Sunday 6 October 2024

How I investigate a slow SQL query (for beginners)

Note: This instructional is just an outline of how I begin looking at a "slow SQL query". It's aimed at "full stack developers" or other people who are trying to get started in looking at SQL performance tuning. 

All the software I show here is free, and I do not receive any form of referral fee. And links to scripts that I used are also credited. 

So ... with that out of the way, let's begin!

Let's assume we work as a developer and we're calling a SQL stored procedure named QueryResultsGet. Here is a sample of the call, and the data: 



You can see there that this took 15 seconds to run, to return 168 rows. 
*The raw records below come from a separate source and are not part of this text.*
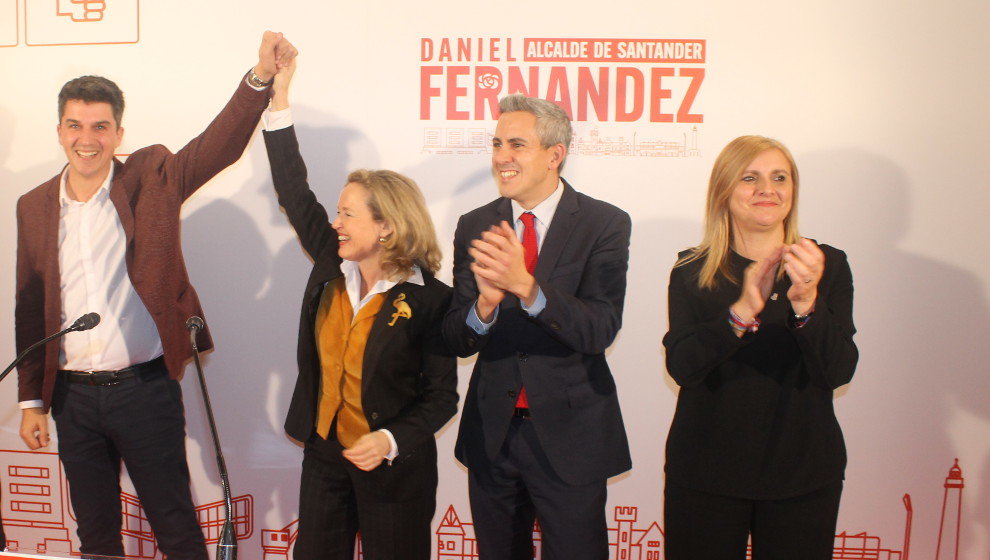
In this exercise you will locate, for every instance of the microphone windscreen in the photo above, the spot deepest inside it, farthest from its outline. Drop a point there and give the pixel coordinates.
(86, 322)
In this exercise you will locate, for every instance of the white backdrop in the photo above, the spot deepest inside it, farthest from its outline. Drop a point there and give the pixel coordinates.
(883, 105)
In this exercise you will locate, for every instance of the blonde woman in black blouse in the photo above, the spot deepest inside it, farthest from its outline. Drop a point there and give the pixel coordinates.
(761, 332)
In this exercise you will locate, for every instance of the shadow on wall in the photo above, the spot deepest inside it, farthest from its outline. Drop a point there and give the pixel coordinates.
(923, 349)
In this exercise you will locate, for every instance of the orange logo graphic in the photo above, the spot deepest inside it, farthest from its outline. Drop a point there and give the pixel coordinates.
(81, 10)
(81, 22)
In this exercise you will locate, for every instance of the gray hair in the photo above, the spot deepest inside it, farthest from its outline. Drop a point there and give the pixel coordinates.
(552, 124)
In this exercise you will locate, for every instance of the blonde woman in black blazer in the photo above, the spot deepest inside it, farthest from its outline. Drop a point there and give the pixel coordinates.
(382, 239)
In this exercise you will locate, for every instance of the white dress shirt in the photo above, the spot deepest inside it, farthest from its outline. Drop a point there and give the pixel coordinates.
(543, 215)
(93, 278)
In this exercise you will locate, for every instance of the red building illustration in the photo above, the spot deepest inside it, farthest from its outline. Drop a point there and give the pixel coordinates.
(37, 513)
(949, 526)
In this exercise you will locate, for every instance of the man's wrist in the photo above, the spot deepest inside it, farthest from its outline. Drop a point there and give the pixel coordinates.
(258, 77)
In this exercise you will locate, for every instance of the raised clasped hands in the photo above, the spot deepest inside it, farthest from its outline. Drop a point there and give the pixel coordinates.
(804, 263)
(275, 52)
(499, 268)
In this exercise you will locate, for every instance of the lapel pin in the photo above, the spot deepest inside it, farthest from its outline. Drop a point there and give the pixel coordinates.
(402, 309)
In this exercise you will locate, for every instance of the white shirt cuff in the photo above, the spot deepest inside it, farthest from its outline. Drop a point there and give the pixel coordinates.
(393, 448)
(277, 120)
(538, 304)
(475, 322)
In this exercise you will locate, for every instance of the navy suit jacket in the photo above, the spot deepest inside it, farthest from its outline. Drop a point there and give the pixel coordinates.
(409, 378)
(559, 355)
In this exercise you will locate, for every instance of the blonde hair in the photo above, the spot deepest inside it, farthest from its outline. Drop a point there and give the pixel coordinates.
(717, 241)
(397, 200)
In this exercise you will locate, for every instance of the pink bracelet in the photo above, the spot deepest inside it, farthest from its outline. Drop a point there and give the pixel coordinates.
(739, 325)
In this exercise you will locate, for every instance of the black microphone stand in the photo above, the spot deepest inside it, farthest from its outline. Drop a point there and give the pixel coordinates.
(227, 542)
(83, 323)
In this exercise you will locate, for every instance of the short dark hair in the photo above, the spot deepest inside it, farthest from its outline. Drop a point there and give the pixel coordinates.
(92, 89)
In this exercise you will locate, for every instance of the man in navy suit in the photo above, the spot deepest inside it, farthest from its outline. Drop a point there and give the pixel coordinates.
(539, 281)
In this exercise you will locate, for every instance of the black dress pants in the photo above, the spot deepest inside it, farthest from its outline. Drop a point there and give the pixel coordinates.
(391, 505)
(141, 421)
(702, 526)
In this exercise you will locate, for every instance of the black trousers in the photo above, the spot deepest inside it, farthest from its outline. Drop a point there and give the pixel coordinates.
(142, 422)
(702, 526)
(519, 486)
(392, 505)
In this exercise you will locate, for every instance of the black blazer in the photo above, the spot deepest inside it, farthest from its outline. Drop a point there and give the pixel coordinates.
(560, 354)
(409, 379)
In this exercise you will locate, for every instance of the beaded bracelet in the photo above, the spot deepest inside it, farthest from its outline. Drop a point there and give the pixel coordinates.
(802, 320)
(739, 325)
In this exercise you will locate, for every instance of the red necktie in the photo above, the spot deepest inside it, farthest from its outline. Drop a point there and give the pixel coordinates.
(529, 241)
(530, 255)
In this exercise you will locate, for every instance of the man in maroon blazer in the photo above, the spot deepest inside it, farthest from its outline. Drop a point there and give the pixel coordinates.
(103, 236)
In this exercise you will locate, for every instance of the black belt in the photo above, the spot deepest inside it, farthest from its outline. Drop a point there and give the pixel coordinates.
(110, 378)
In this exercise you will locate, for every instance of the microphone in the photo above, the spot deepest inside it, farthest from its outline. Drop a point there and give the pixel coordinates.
(194, 323)
(227, 540)
(83, 323)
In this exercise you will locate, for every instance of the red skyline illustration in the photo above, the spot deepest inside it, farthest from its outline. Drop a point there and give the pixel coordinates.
(630, 539)
(38, 517)
(36, 510)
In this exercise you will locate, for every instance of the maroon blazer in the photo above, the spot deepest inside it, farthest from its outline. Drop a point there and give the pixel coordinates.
(148, 191)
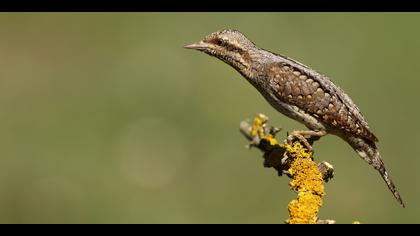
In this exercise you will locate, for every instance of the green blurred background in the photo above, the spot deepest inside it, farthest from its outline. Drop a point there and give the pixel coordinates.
(105, 118)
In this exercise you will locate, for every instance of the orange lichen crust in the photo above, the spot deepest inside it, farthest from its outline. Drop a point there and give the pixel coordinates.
(307, 182)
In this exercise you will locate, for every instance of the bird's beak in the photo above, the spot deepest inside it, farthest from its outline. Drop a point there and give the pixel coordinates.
(199, 46)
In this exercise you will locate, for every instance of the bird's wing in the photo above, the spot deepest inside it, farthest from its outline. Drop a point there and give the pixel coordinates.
(315, 94)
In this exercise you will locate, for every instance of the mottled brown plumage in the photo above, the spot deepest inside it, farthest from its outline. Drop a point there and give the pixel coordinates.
(298, 92)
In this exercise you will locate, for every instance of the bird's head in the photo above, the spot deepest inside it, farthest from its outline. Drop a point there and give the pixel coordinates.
(230, 46)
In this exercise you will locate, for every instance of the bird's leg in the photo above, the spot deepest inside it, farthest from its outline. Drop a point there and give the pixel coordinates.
(300, 135)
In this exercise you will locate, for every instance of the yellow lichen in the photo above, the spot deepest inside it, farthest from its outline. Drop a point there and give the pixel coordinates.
(306, 178)
(307, 182)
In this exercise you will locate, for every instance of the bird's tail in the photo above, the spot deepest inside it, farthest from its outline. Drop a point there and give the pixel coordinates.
(368, 151)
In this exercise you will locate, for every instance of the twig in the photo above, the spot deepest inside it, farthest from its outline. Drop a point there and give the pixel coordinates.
(296, 162)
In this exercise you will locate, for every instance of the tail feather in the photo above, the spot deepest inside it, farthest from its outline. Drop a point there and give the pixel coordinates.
(368, 151)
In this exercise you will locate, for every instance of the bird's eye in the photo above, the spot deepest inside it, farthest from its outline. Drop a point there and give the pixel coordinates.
(218, 42)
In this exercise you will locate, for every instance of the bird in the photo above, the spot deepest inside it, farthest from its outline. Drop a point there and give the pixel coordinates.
(300, 93)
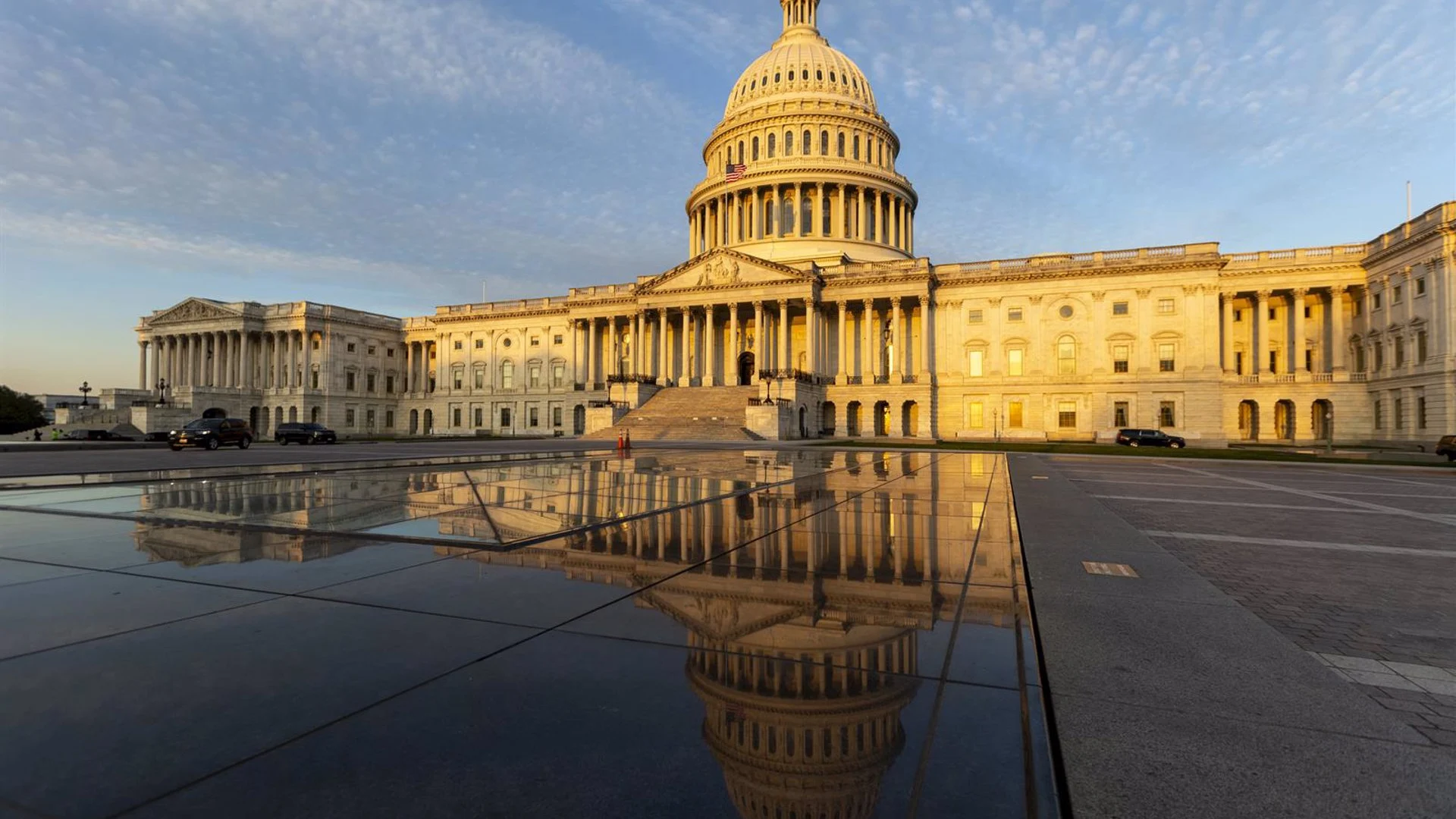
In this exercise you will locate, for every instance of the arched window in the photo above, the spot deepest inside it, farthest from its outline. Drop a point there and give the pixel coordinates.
(1066, 356)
So the question is ... is 15 seconds a valid time to wait for this number of rows? Obviously, for the sake of this demonstration, we're going to say no. 

So what do you? 

Well, here is what I do. 

The first thing I do is ensure I'm in a test environment that is as close as possible to Production. Normally I would use a UAT instance that was recently refreshed with live data. This is because I want to make changes to the code and/or underlying schema, and don't want to affect Production. But I also don't want to use a Dev environment, because often they've been hacked by developers and the size of the data could cause very different results. 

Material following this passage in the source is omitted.